# Backyard pecking



## inebriatedonkey (10 mo ago)

Hi all,

I'm a bit worried about pecking in my three buff orpingtons - hope you can give some advice.

I live in the UK, where chickens are confined to their run because of bird flu. Pictured below - it's about 1.5m by 4.5m (maybe a bit bigger - I haven't measured), so I think big enough for the three.









I've noticed that one bird (Kwak) has lost the feathers on the back of her neck, and there is a tiny bit of dried blood. 









Is this likely to be pecking from the other birds - maybe because of boredom because they can't get out of the run like normal? If so, what do you suggest I do? I've tried to give them toys to play with (they have perches, a swing, a dust bath, and a xylophone), but to be honest they haven't been that interested in anything other than corn, which I give them a few handfuls of a day. I try to spread it round so they have some pecking to do (the floor of the run is mostly wood chippings). They have just one feeder/waterer, but with just three chickens I assumed they'll be fine.

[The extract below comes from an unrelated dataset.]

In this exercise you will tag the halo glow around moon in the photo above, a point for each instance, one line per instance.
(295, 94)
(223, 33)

Do I need to separate them? If so, what's the best thing to use for a temporary coop? I can fence off a bit of the run for Kwak if she needs it, but she'd need some protection from the weather at the moment. 

Thanks a lot!

Adam


----------



## robin416 (Sep 8, 2013)

Because you're in the UK it can make it difficult to tell you what product to get. Here in the states we have BluKote to use to mask the red of blood and to help heal the injury. You might be able to find recipes online to make your own if you don't have something comparable in the UK.

Hang a head of lettuce or cabbage just out of reach so they have to work to get at it. Or some treat in a net handing in the same way. See if there's a way to make them work to get at their corn.


----------